Monday, July 30, 2012

Amazingly easy water-saving tricks of Japanese homes

 "Design for your water to flow through your system as long and as slowly as you can."
This $4 attachment saves the Japanese millions of litres.


Here is the story of my much-used bathwater in Japan.
Firstly,  you don't get into the bath until you have soaped and rinsed and soaped and rinsed, and you are glowing with purity.
The purpose of the bath is relaxing, not cleaning. We all know that.
(Want to save the world? Tell the truth quickly)

One by one every member of the family takes a bath.
Yes, in the same hot water.

The lid is put on to keep the warmth in.
In summer, its still warm the next evening.
Why is it still considered clean?
Germs need three things to proliferate, one is missing.
You are clever and can work it out.

The gas re-heater heats it back to 42 degrees, and in we plunge, and say "Ahh!"





After a few days of this, you link the bath to the washing machine, and wash your clothes in the used bathwater.  
Everyone does, its designed in. 





All this for a country that six weeks of non-stop rain from June, and probably 10 times the rain that we Aussies have. 

The 'designed in' resourcefulness of Japan made Melbourne's water restrictions of a few years ago seem a bit like a Larel and Hardy show. 


Eventually, I put the old machine right where the water was needed.

Good on you Japan!

But none of us are 'even' in the quality of our actions.
Coming up in another blogpost will be a diatribe on the utterly avoidable house-cooling failings of Nuclear-powered Japan. 

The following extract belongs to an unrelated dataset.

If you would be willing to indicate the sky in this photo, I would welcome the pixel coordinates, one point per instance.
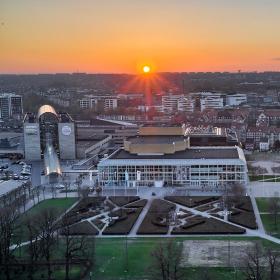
(120, 36)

I just have to calm down about it first. 
And just focus on whats going right, how it happened, and how to extend it.

Way to go!






2 comments:

whippingitup said...

Loving receiving your daily posts :) and being exposed to the life and way of Japan... Through your eyes. Thanks!

Cecilia Macaulay said...

Thank-you!
Who knows what the Japanese influence will do to you??